Furthermore, even the basic data sitting inside a core HRMS or payroll system can be very revealing. For example, a simple employee register contains basic information (e.g., employee number, start date, etc.) that can be converted into a compelling picture of an organisation. Organisation structure, attrition rates, promotion rates, spans of control and much more besides are hidden inside this simple and often neglected file. All it requires is some careful processing using HR Analytical software - or a lot of manual crunching in excel - to reveal powerful people insights.
Our point is this – before we explore external data using complicated and sometimes inaccurate Big Data techniques, let’s start with the data about our own people, sitting dormant inside our HR system. There are powerful people insights waiting to be discovered, even when internal data isn’t perfect (see note 1).
A Bigger Future
As analytics becomes more prevalent in HR teams, we will find more examples of Big Data – especially in recruitment analytics where external data is most important. But for the moment, the opportunities to exploit the data inside our organisations seem a simpler, faster and more valuable opportunity to focus on. We believe HR Analytics is a journey that starts with a firm foundation built upon internal data. Only when organisations are data mature should they consider supplementing insights using large external datasets. Big Data for HR could be big … but right now, it is still small.
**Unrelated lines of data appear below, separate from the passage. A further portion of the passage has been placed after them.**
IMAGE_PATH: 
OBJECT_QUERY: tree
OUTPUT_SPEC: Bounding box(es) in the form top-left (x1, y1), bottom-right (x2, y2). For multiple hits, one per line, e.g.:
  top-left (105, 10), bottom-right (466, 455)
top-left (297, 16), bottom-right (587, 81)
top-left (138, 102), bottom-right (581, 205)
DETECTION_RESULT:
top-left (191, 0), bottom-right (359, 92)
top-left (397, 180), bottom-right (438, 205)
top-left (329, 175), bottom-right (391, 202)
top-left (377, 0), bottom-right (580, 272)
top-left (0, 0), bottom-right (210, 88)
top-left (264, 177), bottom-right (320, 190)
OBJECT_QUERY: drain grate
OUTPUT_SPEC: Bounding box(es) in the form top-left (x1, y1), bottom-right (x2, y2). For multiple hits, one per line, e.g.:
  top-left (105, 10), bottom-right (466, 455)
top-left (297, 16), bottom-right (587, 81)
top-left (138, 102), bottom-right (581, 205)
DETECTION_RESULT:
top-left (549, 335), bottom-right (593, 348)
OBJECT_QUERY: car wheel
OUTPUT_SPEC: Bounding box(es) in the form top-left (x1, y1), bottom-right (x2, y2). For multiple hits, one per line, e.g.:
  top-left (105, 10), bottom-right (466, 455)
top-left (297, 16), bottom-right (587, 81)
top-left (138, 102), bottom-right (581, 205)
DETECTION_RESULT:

Go to Qlearsite for other resources and the original article.
Note 1: We are often told by HR teams that their databases might contain errors or even have gaps. In our experience, these gaps are relatively easy to repair to an acceptable level of accuracy (i.e., the 80:20 rule). Bots can semi-automate this process by doing data checking (e.g., spotting duplicates) and repairing basic errors. This saves a significant amount of time and replaces an otherwise laborious, manual data checking process. The fear of such a manual process is often the reason that the data remains unrepaired and this source of invaluable, powerful insights is unused.
I agree with Peter Clark about the rubbish-in rubbish-out indiscriminacy and precariousness of unstructured big data, and his example of google's attempt to predict a flu outbreak is a classic, not that they didn't have lots of evidence, like HP's botched acquisition of Autonomy for £7bn, to tell them it wouldn't. Despite HR getting the least funding within many organisations, in some ways it is ahead of many departments at learning from structured data. My own company provides clients of our Cloud-based software with a great reporting tool, which we also use across the aggregated client base to create anonymised trending reports which have turned out to be amazingly accurate and give phenomenal foresight: not to give away too many industrial secrets, talent pools have become more successful at hiring than job-boards by far, and social media hiring is bombing into oblivion.